Every day I listen to my coworkers talk about when and if they’re going to buy the latest iPhone or where they’re going to spend their next vacation (in the States or the Bahamas). I hear discussions about private school for the kids or public. My gaming buddies work their budgets based on the latest releases, saying they can’t afford the special edition X game because they’re going to buy the mondo minatures game release. What I don’t hear are the comments about how to clothe the kids, that they’re brown bagging their lunches every day because they can’t afford the dollar menu at the local fast food joint, that they can’t be reached by phone (oh, no, they’ve all dropped home service because their new cell phone is shiny and cheaper despite what they’re paying for data usage and all the pretty apps).

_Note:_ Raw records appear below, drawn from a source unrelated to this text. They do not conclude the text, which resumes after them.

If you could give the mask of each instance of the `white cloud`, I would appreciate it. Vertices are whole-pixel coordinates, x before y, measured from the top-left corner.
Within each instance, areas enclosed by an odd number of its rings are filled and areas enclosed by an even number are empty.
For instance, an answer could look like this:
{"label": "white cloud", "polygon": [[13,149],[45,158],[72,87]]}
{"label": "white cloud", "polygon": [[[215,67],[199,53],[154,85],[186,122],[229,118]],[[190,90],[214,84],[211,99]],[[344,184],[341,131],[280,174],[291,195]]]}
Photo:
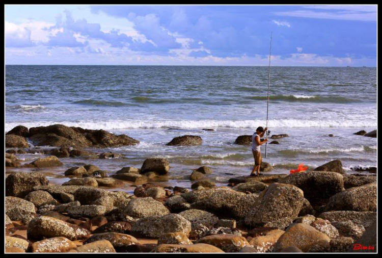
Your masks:
{"label": "white cloud", "polygon": [[276,23],[278,26],[286,26],[288,28],[290,28],[290,24],[287,21],[280,21],[276,20],[273,20],[272,21]]}

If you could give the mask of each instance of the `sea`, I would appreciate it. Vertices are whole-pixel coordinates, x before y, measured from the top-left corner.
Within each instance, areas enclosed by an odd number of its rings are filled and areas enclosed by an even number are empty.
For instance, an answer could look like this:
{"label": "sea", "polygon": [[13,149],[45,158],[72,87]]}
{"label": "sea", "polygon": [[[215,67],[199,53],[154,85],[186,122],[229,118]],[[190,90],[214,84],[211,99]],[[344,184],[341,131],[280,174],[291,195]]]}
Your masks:
{"label": "sea", "polygon": [[[207,166],[213,172],[206,178],[226,185],[254,165],[251,146],[235,144],[236,138],[267,125],[267,67],[6,65],[5,71],[6,132],[62,124],[140,142],[88,149],[122,158],[60,158],[61,167],[38,169],[53,184],[68,180],[64,172],[74,166],[93,164],[112,174],[162,157],[170,164],[163,184],[190,188],[193,170]],[[313,169],[336,159],[349,173],[377,167],[377,139],[354,134],[377,128],[376,78],[375,67],[271,67],[269,137],[289,137],[267,144],[266,158],[261,146],[263,162],[274,167],[267,173],[289,174],[301,163]],[[200,136],[202,144],[166,145],[186,135]],[[29,163],[41,154],[17,156]]]}

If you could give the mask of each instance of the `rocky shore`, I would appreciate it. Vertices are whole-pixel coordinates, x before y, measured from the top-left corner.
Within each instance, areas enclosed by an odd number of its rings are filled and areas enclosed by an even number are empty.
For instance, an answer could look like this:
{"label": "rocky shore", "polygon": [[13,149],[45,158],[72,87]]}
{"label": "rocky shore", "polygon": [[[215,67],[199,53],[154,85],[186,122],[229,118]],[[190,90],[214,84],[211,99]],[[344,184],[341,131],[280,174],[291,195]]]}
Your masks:
{"label": "rocky shore", "polygon": [[[237,144],[248,144],[244,136]],[[178,137],[169,145],[198,145],[199,138]],[[152,157],[113,173],[91,164],[73,167],[64,173],[70,179],[54,185],[40,168],[62,166],[61,158],[112,158],[97,148],[139,142],[62,125],[18,126],[6,142],[19,148],[5,153],[6,166],[31,168],[6,175],[6,252],[376,252],[376,171],[347,174],[337,160],[313,171],[266,174],[272,168],[265,163],[263,175],[217,187],[206,179],[212,169],[201,167],[189,172],[190,190],[155,182],[171,173],[171,164]],[[19,153],[39,149],[30,143],[57,148],[22,165]],[[95,152],[83,149],[91,146]],[[133,194],[102,188],[126,183]]]}

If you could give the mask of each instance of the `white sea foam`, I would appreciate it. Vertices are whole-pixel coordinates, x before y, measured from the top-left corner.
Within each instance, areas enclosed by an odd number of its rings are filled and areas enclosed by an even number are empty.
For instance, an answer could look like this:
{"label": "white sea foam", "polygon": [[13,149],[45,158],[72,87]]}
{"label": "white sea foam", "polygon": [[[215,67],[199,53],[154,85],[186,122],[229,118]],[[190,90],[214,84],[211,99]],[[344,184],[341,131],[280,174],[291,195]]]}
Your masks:
{"label": "white sea foam", "polygon": [[[46,126],[60,123],[68,126],[80,127],[86,129],[112,130],[128,128],[155,128],[161,127],[179,127],[183,128],[256,128],[259,124],[264,123],[262,120],[171,120],[171,121],[62,121],[62,122],[9,122],[5,125],[6,131],[14,127],[22,125],[28,128],[36,126]],[[270,120],[268,127],[273,128],[297,127],[374,127],[376,121],[333,121],[311,120],[297,119]]]}

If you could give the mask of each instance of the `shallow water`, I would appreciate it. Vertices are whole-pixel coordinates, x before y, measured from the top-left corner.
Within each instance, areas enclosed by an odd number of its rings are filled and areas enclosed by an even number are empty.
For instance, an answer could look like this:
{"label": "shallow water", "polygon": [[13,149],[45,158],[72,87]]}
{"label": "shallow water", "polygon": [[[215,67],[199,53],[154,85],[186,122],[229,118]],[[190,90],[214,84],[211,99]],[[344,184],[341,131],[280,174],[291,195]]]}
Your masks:
{"label": "shallow water", "polygon": [[[54,183],[68,180],[65,170],[80,164],[115,172],[162,157],[170,163],[169,185],[189,187],[186,176],[203,165],[213,169],[208,178],[224,185],[252,170],[250,146],[233,142],[266,125],[267,90],[263,67],[7,65],[5,129],[61,123],[141,142],[90,149],[123,158],[60,159],[63,167],[42,170]],[[376,139],[353,134],[376,128],[376,68],[271,67],[270,95],[270,134],[289,137],[268,144],[267,158],[261,146],[263,161],[275,166],[269,173],[288,173],[301,163],[314,168],[337,159],[349,172],[377,166]],[[202,145],[165,146],[185,135],[201,136]],[[38,157],[18,156],[28,162]]]}

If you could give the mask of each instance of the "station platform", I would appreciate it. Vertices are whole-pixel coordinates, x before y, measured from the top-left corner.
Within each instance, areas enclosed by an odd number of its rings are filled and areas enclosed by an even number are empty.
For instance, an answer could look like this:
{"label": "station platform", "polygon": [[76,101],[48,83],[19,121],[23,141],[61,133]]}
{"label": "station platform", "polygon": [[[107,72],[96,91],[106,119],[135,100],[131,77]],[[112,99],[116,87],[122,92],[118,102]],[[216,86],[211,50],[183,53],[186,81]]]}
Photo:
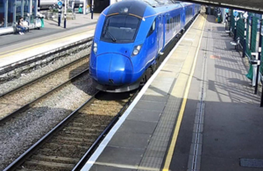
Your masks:
{"label": "station platform", "polygon": [[67,21],[58,26],[56,21],[45,20],[40,30],[31,30],[24,34],[0,36],[0,70],[4,67],[39,54],[93,37],[99,13],[77,14],[76,19]]}
{"label": "station platform", "polygon": [[215,21],[196,18],[82,170],[263,169],[260,97]]}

Yes, they know about income disparity. Yes, they know the economy is bad. But none of them really understand it.
They can’t understand, you see. Because they haven’t been there, teetering on the edge of solvency, wondering if that extra nickel from the Coke bottle will give them enough change in their pockets to buy the Kraft mac & cheese that went on sale yesterday for a dollar off and for which you have a .50 cent off coupon you clipped out of the newspaper ads that your neighbor just discarded.
Anyway, that’s my two cents on the issue. What’s yours? Tell me what Middle Class Poverty or just plain income disparity means to you.